Public executions, known as autos-da-fé ("acts of faith"), were grand, theatrical events involving processions through city streets, public readings of sentences and long sermons. These spectacles attracted large crowds and, by the 16th century, even royal attendance. In Madrid, for example, the monarchs observed such a ceremony from a balcony overlooking the Plaza Mayor, reportedly enjoying refreshments during the spectacle.
Those who confessed under torture or pressure were labeled reconciliados (reconciled to the church) and subjected to public humiliation. They were paraded in distinctive garments called sambenitos, often with red crosses, and forced to endure public readings of their offenses. Their sambenitos, bearing their names, were hung permanently in churches as a warning to others and a lasting mark of shame on their descendants. Some people who had died or fled were condemned in absentia and burned in effigy, a practice known as sentencing in statue or in statute. The bones of deceased heretics could be exhumed and burned publicly to enforce posthumous condemnation.
By country
In Spain
thumb|Church of Montesión (Mount Zion) in [[Palma de Mallorca, the main church of Xuetas of Mallorca.]]
The Chuetas are a current social group on the Spanish island of Mallorca, in the Mediterranean Sea, who are descendants of Mallorcan Jews that either were conversos or were crypto-Jews, forced to keep their religion hidden. They practiced strict endogamy by marrying only within their own group.

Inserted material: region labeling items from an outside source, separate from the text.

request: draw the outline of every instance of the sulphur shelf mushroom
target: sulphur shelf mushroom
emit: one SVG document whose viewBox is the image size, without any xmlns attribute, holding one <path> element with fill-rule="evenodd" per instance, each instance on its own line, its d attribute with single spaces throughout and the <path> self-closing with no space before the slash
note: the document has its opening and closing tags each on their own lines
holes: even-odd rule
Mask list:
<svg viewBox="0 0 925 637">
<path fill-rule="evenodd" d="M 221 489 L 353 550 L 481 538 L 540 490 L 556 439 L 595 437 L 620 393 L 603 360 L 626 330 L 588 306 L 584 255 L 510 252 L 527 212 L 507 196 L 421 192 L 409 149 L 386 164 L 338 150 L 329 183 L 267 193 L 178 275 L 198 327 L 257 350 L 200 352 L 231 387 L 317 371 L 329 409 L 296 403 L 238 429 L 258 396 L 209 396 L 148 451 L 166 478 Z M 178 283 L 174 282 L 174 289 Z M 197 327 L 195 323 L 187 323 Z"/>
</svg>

The Chuetas have been stigmatized in the Balearic Islands. In the latter part of the 20th century, the spread of freedom of religion as well as secularism reduced both the social pressure and community ties. An estimated 18,000 people in the island carry Chueta surnames in the 21st century. Traditionally, the church of Saint Eulalia and the church of Montesión (Mount Zion) in Palma de Mallorca have been used by the families of Jewish converts (Xuetas).
In Italy
Specific groups of conversos left Spain and Portugal after the Spanish Inquisition in 1492 for other parts of Europe, especially Italy, where they were often regarded with suspicion and harassment in both their former and new communities. Many conversos who arrived in Italian cities did not openly embrace their Judaism, tempted by the advantages offered in the Christian world.